Mereka, sambung Zainul, harus menempatkan segala sesuatunya secara komprehensif. Jangan karena ada titipan intervensi asing, lantas mereka berusaha untuk mematikan hak hidup petani tembakau.
“Pada titik inilah, kita berharap RUU Pertembakauan yang sedang dibahas di DPR kelak jangan sampai nanti menyulitkan petani tembakau di Indonesia. Minimal Presiden Jokowi membuat kebijakan yang melindungi kedaulatan petani tembakau,” pungkasnya.

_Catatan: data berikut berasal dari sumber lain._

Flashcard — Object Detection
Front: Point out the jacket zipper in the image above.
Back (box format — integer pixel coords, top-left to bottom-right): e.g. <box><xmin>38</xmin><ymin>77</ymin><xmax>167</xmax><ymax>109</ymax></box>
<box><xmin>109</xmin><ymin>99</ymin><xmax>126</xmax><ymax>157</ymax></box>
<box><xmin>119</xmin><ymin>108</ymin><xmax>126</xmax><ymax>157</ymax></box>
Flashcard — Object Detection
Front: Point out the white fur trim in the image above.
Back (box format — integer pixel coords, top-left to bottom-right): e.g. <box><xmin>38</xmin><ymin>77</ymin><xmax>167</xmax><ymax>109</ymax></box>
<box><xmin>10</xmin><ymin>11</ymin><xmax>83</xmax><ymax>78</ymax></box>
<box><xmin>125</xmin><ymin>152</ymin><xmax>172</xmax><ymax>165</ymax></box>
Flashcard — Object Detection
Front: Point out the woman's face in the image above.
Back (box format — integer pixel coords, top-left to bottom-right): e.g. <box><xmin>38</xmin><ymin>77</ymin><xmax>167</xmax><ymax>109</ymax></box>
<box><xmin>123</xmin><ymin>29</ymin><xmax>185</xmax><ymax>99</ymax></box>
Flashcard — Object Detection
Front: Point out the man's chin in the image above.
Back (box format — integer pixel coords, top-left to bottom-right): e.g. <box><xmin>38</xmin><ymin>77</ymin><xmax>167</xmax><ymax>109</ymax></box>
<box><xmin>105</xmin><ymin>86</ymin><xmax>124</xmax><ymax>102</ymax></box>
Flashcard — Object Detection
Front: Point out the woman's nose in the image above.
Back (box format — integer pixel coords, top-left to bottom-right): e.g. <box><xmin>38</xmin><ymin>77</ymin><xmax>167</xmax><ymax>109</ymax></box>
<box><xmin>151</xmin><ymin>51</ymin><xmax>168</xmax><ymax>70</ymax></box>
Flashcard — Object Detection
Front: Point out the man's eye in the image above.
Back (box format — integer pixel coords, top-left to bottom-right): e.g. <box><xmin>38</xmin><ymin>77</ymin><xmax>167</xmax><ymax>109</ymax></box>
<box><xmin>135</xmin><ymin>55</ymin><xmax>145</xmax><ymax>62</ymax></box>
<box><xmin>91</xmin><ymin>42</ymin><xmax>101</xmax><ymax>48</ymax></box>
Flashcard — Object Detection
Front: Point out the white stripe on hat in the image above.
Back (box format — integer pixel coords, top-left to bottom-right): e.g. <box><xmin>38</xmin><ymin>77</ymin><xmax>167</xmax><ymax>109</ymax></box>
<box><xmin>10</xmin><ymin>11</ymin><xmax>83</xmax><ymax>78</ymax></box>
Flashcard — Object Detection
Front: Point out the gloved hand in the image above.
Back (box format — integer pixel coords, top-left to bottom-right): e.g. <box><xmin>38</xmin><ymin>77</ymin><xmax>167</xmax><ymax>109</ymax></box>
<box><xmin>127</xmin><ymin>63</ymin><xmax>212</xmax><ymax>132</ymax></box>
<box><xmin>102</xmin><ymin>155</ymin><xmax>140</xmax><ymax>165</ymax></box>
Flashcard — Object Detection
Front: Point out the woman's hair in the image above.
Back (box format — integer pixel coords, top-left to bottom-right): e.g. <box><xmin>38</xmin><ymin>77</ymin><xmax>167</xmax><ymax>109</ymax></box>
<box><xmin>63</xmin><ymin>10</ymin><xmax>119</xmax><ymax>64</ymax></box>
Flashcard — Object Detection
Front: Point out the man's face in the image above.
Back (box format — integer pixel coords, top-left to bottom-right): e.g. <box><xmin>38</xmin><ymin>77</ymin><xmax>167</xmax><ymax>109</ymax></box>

Asosiasi Petani Tembakau Indonesia (APTI) mendesak pemerintah untuk segera mengesahkan RUU Pertembakauan yang saat ini sudah masuk di Proreglas. Ketua APTI Wisnu Brata mengemukakan perlu regulasi untuk perlindungan petani tembakau agar petani bisa terlindungi sekaligus juga menjadi mandiri di dalam negeri karena tidak bergantung tembakau impor.
"Dalam Pasal 20 RUU Pertembakauan jelas, ada definisi mengenai rokok kretek, dimana bahan baku lokal lebih besar dari impor, dengan perbandingan 80 persen lokal 20 persen impor. Kemudian di Pasal 30 ada disparitas cukai untuk kretek, jadi ini bentuk perlindungan ke petani," tegas Wisnu saat berbincang dengan wartawan, Selasa (12/4).
Kejelasan regulasi menjadi penting karena dikhawatirkan industri tembakau ke depan hanya akan jadi sejarah saja akibat tidak ada proteksi dari pemerintah. Jangan sampai, kata Wisnu, komoditas tembakau seperti komoditas lain, seperti bawang putih, yang sekarang impornya sangat tinggi melebihi produksi dalam negeri dan petani tidak mau bertanam karena tidak menguntungkan.
"RUU Pertembakuan ini pro petani, kami sendiri tidak anti impor, asalkan jelas dilaporkan," ucap dia.